A huge roar and a round of multinational applause egged Tiny on to finish and set the new Afghan Subway Challenge record: one hour and six minutes.
‘Gee!’ an American girl shouted. ‘What does he win?’
‘He gets his Subs paid for by the losers,’ I said. ‘And they pay for their own.’
VISITING THE SHRINE
A couple of days later, I found myself on a mission to Camp Bastion. I’d familiarised myself with the area around KAF; an airtest or two had given me glimpses of the mountains and the desert, but the trip to Bastion was my first foray into the Helmand region.
Our tasking was to escort a Chinook, callsign Hardwood Two Two, to Lashkar Gah, where it would drop off some personnel. From there we’d fly directly to Bastion where another Chinook, Hardwood Two One, would lift off and RV with us. All four of us would proceed first to Now Zad, then to Musa Qa’leh, with the Chinooks dropping off and picking up men and materiel along the way. After the round-trip, we’d land at Bastion and remain forward-deployed there for six days. We’d been getting wind of some kind of operation-the reason f
or calling us forward.
We were two Apaches, callsigns Wildman Five Zero with Simon in the front and Jon in the back, and Wildman Five One, with Billy in the gunner’s seat and me behind him.
‘Wildman Five Zero Flight are two Apaches and one Chinook, ready for departure,’ Simon said as we lined up on Foxtrot taxiway.
‘Wildman Five Zero Flight, you are clear to depart Two Three Foxtrot,’ the American controller replied.
The Chinook lifted off first and we started to roll down the taxiway. I quickly tucked in behind it, our Apache hanging off to the back left, Jon to the back right. All three of us hugged the desert floor till we were away from KAF, then the Chinook shot up to altitude.
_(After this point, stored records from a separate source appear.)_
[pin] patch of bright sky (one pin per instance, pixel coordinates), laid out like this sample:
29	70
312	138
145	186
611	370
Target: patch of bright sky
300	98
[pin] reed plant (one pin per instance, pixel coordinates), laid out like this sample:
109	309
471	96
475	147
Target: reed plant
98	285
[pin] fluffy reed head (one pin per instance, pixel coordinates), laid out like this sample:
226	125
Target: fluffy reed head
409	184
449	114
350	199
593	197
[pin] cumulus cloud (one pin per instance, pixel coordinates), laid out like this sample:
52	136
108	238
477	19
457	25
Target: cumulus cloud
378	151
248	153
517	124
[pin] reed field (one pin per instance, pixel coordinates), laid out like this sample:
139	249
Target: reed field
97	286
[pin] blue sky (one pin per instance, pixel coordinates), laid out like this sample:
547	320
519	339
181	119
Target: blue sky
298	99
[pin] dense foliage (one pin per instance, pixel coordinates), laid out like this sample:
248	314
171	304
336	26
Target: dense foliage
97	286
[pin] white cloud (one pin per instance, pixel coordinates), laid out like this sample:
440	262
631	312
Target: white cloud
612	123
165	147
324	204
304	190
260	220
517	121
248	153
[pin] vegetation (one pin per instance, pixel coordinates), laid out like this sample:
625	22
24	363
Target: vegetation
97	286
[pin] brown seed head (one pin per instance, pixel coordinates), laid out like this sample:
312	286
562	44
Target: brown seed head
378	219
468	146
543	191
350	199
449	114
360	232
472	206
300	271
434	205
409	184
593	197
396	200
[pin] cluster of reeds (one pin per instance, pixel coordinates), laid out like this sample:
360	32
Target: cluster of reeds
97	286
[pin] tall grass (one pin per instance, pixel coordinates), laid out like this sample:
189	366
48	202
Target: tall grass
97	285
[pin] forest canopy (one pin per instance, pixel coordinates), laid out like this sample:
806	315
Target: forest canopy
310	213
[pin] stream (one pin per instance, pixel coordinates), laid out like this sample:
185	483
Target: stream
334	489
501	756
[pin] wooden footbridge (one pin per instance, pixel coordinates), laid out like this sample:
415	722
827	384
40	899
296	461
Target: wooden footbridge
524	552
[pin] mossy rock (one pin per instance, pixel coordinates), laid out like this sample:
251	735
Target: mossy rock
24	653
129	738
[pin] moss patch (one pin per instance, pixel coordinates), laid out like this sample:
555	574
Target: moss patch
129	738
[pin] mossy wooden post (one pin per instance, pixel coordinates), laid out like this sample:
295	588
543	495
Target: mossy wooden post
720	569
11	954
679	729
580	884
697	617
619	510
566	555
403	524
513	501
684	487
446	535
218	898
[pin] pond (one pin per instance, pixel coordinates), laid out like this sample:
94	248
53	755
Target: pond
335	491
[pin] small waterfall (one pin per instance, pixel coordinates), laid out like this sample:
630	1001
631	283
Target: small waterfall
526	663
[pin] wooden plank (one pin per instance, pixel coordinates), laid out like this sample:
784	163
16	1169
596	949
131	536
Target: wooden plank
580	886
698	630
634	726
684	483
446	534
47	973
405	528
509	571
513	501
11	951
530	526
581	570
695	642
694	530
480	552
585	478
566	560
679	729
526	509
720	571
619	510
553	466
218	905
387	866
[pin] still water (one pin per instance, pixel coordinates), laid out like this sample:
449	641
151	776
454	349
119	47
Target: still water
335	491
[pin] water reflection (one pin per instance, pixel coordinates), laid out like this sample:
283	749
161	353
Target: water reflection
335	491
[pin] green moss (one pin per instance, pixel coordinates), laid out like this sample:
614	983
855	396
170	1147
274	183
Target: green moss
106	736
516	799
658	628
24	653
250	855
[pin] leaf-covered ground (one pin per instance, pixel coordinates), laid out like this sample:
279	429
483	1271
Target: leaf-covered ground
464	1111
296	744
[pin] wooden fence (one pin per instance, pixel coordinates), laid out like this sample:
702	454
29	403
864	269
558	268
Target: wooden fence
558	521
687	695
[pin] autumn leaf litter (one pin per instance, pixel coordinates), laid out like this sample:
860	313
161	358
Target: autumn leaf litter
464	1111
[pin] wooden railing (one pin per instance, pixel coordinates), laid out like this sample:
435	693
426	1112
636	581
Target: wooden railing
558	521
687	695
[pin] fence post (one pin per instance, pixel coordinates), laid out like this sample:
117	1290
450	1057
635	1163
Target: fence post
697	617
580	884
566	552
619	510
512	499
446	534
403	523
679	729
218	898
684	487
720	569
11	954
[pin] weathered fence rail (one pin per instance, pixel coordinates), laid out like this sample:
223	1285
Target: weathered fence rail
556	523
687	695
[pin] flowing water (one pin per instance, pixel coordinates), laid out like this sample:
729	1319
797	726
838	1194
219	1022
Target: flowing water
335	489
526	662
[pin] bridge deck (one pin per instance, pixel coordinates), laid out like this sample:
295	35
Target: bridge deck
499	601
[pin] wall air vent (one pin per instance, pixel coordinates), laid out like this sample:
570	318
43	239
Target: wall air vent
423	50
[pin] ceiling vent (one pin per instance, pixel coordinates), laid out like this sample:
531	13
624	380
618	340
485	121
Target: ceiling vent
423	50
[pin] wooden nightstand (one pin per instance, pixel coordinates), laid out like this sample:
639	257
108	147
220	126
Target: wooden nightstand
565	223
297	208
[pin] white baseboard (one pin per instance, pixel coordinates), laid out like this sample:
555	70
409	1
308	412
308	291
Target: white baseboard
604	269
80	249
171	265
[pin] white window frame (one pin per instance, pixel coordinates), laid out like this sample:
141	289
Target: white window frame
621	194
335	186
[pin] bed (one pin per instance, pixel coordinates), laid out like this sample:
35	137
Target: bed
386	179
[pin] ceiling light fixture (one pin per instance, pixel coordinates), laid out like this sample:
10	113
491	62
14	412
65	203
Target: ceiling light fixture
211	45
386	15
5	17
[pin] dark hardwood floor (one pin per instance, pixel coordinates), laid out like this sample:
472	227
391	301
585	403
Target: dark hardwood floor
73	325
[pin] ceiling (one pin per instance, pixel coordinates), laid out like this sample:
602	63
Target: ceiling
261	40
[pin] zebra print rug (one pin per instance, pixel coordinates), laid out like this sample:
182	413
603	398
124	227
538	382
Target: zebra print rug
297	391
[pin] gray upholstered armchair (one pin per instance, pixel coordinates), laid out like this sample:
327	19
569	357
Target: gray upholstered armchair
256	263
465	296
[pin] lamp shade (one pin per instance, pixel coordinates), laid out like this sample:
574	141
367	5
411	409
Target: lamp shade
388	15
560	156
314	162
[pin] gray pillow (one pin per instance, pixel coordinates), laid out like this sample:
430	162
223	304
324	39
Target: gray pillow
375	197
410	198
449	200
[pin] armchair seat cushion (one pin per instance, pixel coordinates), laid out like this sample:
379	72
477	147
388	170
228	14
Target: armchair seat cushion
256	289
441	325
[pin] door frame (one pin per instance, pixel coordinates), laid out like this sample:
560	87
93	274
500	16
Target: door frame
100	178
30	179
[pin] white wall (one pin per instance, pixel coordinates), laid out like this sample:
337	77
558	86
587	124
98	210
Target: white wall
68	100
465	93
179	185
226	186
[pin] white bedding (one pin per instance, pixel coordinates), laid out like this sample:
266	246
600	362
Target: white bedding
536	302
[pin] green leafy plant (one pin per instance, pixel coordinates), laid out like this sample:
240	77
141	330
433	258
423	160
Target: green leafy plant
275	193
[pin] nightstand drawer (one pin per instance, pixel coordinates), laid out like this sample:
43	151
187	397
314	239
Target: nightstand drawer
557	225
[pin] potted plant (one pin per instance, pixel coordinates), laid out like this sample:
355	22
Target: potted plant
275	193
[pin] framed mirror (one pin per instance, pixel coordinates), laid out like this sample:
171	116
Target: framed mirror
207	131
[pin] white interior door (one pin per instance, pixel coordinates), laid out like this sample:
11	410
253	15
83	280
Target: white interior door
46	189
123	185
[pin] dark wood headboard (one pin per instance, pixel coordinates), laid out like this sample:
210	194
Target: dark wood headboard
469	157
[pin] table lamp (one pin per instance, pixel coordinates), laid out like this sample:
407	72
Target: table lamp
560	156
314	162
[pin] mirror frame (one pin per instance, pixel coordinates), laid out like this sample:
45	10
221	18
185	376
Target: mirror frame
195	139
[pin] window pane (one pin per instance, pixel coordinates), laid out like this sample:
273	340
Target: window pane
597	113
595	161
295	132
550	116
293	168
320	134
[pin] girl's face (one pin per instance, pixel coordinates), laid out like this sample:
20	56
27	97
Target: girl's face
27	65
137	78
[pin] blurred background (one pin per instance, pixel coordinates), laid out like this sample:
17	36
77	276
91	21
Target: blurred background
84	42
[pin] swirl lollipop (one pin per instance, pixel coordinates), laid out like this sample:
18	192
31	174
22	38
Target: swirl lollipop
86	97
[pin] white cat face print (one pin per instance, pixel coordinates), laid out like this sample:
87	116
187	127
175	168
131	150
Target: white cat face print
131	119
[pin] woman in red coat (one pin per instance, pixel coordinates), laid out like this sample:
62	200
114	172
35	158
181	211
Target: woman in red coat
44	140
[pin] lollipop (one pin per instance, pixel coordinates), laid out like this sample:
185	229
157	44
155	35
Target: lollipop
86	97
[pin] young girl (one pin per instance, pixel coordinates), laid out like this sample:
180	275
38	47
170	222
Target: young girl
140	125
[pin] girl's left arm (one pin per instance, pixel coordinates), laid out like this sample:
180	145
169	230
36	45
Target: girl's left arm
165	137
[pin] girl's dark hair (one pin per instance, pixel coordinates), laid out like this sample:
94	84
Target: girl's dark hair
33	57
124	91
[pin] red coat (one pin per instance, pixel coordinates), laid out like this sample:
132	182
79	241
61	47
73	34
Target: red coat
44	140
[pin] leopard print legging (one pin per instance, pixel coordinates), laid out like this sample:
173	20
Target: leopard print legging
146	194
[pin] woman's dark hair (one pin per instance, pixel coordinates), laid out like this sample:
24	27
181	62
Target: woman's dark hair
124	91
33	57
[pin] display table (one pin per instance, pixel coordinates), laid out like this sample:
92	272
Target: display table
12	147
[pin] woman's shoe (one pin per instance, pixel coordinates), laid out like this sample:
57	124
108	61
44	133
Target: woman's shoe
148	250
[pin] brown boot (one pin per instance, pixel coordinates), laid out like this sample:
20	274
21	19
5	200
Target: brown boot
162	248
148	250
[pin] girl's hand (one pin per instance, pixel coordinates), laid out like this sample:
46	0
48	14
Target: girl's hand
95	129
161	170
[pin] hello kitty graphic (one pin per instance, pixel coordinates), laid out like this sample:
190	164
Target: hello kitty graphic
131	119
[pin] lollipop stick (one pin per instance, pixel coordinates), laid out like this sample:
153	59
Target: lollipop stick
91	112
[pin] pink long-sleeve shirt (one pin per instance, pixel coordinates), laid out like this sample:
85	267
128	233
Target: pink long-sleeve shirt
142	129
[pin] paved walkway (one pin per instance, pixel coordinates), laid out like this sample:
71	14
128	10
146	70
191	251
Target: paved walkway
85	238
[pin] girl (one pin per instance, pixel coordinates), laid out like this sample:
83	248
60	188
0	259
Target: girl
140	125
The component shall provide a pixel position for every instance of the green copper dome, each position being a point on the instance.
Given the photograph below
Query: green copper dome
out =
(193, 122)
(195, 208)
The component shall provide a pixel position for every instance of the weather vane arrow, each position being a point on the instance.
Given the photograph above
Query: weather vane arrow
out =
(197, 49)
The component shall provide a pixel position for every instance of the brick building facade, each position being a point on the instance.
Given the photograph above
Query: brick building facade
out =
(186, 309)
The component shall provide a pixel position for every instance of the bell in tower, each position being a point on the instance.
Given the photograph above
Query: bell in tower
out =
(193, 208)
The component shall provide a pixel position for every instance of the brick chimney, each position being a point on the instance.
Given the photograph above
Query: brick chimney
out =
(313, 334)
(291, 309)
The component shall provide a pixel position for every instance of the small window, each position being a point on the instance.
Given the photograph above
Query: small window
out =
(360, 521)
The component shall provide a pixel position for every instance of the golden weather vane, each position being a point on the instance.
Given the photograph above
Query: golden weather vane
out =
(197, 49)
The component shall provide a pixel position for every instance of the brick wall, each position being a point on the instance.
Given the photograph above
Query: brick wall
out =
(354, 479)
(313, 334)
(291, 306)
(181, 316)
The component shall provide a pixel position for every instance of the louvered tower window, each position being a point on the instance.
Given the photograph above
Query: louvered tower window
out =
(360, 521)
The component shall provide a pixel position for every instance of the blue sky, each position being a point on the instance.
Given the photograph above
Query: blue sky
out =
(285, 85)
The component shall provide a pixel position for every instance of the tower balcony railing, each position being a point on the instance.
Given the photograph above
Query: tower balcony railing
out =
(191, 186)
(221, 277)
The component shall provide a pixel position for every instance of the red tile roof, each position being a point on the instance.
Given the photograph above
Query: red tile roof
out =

I turned to Billy. ‘That’ll change when we get back.’
‘What will?’
‘That procedure: the Chinook going up first.’
‘I see what you mean,’ Billy said after a moment’s thought. ‘That was all wrong, wasn’t it?’
Had someone fired at the Chinook while it was climbing to altitude, our two Apaches, supposedly its escorts, would never have seen the threat-and the Chinook, which had no armour (all Chinooks received their armour later in the tour), would not have withstood the shot.
One of the Apaches should have popped up to altitude first, to maintain a hawk-like vigil for the second Apache’s climb to height. Once we were both up, we could then provide cover for the Chinook’s ascent. The Apaches were built to take small arms fire and they could handle a missile launch; the Chinook couldn’t. And we all knew that the Taliban would have given their eye teeth to shoot down a ‘Cow’-their name for the big, lumbering RAF helicopter.
Well, not on my watch, I swore to myself. We’d need to talk to the Chinook boys and fix that procedure at the first available opportunity.
I looked down. We were crossing into the Red Desert-so named because of the colour of its remarkable three-hundred-feet-high dunes. From the air they looked like rust-coated waves rolling inexorably north from Afghanistan’s border with Pakistan and threatening to engulf the south-eastern city of Kandahar.
The desert was impassable by foot, almost impossible to cross by vehicle, and was uninhabited except by nomads who only ventured onto its fringes in winter. As far as NATO pilots were concerned, the Red Desert was a friend; being devoid of people, it was also devoid of threat.